Consort diagram: Canadian Kidney Cancer information system cohort January 1, 2011 to December 31, 2018. AML: angiomyolipoma.

Methods

All CKCis participating centers have obtained the appropriate local ethics board approval to include de-identified patient information. For this project, the cohort was restricted to all kidney cancer patients, both localized and metastatic, diagnosed from January 1, 2011 to December 31, 2018. Baseline demographics obtained include sex, age, ethnicity (as self-identified by patient), province at diagnosis, postal code at time of entry into CKCis, pathology, and stage (localized or metastatic). De novo metastatic disease was defined as meta-static disease found before or within three months of a kidney cancer diagnosis. Geographic data will be presented by province, rural vs. urban via postal code information (2nd digit=0 represents rural) and by the Forward Sortation Area boundary (FSA), which are based on Canadian postal codes. Geographic prevalence maps were created using ESRI ArcPro software.

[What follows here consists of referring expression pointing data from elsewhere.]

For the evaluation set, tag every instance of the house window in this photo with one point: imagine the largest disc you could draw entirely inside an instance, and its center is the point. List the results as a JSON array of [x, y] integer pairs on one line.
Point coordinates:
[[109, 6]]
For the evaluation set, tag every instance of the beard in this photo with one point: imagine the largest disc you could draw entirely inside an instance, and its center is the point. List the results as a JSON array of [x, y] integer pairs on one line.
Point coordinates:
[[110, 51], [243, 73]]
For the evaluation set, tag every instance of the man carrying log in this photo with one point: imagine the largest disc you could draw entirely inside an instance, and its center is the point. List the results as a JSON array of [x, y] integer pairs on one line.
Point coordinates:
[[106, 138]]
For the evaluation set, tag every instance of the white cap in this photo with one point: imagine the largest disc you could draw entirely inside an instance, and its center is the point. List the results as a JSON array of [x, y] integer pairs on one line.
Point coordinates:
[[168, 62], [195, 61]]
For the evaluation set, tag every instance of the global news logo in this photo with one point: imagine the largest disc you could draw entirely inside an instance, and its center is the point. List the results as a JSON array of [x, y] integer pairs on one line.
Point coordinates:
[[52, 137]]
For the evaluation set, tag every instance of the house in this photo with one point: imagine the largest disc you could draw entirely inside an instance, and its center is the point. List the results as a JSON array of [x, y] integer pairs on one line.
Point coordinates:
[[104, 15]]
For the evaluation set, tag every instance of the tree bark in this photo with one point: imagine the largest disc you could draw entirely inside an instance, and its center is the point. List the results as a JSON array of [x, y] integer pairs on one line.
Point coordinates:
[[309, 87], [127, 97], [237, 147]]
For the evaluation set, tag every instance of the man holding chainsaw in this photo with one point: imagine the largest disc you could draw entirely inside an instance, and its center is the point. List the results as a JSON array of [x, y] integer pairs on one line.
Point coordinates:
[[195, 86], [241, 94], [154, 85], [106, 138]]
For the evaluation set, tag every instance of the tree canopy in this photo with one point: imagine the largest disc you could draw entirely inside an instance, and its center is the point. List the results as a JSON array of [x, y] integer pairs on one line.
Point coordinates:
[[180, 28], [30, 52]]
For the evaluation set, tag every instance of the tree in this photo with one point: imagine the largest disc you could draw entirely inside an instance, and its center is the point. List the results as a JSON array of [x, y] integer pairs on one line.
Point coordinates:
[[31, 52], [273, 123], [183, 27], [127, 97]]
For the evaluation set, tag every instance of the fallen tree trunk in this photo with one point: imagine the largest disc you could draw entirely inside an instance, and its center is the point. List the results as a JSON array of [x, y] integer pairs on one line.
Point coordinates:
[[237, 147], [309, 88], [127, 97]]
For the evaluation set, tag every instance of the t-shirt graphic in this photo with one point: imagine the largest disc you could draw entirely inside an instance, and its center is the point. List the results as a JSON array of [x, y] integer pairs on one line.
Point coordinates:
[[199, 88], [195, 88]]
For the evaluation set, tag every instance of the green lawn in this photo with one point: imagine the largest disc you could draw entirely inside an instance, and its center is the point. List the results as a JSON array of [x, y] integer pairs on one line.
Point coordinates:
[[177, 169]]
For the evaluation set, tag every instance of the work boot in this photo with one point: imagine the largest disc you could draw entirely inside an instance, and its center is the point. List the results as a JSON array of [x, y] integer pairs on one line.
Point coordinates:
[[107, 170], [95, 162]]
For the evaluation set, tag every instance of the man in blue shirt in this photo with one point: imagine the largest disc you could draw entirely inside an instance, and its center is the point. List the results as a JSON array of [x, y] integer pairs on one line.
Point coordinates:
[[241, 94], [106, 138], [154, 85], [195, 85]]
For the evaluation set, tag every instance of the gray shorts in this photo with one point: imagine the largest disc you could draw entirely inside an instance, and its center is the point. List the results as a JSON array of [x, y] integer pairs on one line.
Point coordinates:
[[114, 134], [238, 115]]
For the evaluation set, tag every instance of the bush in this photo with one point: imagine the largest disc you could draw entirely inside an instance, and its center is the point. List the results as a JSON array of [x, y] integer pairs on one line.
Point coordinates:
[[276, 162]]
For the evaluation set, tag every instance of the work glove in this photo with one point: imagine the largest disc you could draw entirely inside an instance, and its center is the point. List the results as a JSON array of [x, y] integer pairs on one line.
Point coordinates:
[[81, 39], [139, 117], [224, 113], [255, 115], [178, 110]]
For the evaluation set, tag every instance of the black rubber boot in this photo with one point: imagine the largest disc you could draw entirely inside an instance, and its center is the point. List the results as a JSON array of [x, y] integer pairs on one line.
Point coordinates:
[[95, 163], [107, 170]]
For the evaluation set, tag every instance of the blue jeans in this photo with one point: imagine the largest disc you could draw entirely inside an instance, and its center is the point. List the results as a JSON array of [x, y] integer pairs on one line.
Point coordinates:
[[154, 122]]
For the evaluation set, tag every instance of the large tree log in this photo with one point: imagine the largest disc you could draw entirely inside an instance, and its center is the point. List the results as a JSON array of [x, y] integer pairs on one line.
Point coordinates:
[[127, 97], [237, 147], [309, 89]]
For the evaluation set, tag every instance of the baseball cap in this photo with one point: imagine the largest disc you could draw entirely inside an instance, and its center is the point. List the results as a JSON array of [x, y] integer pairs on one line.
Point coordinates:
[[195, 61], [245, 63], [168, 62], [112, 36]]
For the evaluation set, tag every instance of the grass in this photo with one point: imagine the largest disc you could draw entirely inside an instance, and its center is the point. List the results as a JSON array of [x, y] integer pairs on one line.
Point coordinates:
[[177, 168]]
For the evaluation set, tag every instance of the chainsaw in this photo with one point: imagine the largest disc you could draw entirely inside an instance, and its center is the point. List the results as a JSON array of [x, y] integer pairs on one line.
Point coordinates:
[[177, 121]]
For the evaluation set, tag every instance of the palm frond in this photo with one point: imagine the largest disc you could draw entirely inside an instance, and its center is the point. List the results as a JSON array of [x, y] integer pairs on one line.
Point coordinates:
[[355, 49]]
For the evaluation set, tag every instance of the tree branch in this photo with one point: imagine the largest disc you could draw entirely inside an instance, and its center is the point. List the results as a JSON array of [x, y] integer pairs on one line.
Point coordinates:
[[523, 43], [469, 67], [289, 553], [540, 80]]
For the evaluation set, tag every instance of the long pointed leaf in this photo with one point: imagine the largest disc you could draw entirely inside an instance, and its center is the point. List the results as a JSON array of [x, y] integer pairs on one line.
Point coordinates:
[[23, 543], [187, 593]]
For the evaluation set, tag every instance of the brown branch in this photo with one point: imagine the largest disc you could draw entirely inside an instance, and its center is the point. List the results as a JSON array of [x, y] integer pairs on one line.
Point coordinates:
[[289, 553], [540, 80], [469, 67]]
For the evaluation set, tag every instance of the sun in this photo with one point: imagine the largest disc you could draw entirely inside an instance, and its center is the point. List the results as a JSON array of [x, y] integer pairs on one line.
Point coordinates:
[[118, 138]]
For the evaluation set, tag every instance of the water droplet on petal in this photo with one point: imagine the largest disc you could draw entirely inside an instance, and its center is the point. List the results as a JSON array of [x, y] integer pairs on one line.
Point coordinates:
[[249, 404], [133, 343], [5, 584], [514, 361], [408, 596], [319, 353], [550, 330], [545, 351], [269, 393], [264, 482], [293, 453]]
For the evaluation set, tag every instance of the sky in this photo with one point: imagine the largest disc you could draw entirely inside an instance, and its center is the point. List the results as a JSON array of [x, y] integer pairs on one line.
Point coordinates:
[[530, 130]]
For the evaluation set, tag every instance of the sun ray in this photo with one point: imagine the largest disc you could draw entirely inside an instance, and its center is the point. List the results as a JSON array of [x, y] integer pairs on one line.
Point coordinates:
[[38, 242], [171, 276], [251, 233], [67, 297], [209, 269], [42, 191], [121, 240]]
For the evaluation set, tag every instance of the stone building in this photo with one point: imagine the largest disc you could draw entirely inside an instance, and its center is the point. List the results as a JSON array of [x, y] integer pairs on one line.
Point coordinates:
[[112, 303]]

To compare CKCis baseline demographic data with Canadian data, we used: 1) 2016 CCR data for sex, median age, rural residence (by postal code), and pathology; and 2) 2016 Canadian census data for race. In CKCis, patients self-identify as one race, which includes Caucasian. Caucasian is not an option in the Canadian census; however, we can discern whether a participant identifies as a visible minority through the census. Visible minority is defined by the Employment Equity Act as “persons, other than Aboriginal peoples, who are non-Caucasian in race or non-white in color.” Thus, for the purpose of this project, anyone who did not identify as a visible minority was considered Caucasian.1

To determine the number of kidney cancer patients entered into CKCis (the numerator) as a proportion of all patients diagnosed with kidney cancer in Canada (the denominator), Canadian data was obtained from :1) the CCR for the most recent year available (2016); and 2) the most recent CCS estimated yearly incidence data (2015–2017).24 These data will be presented for all of Canada and by province. It is recognized that these administrative databases have limitations, however, they are the only source of national data.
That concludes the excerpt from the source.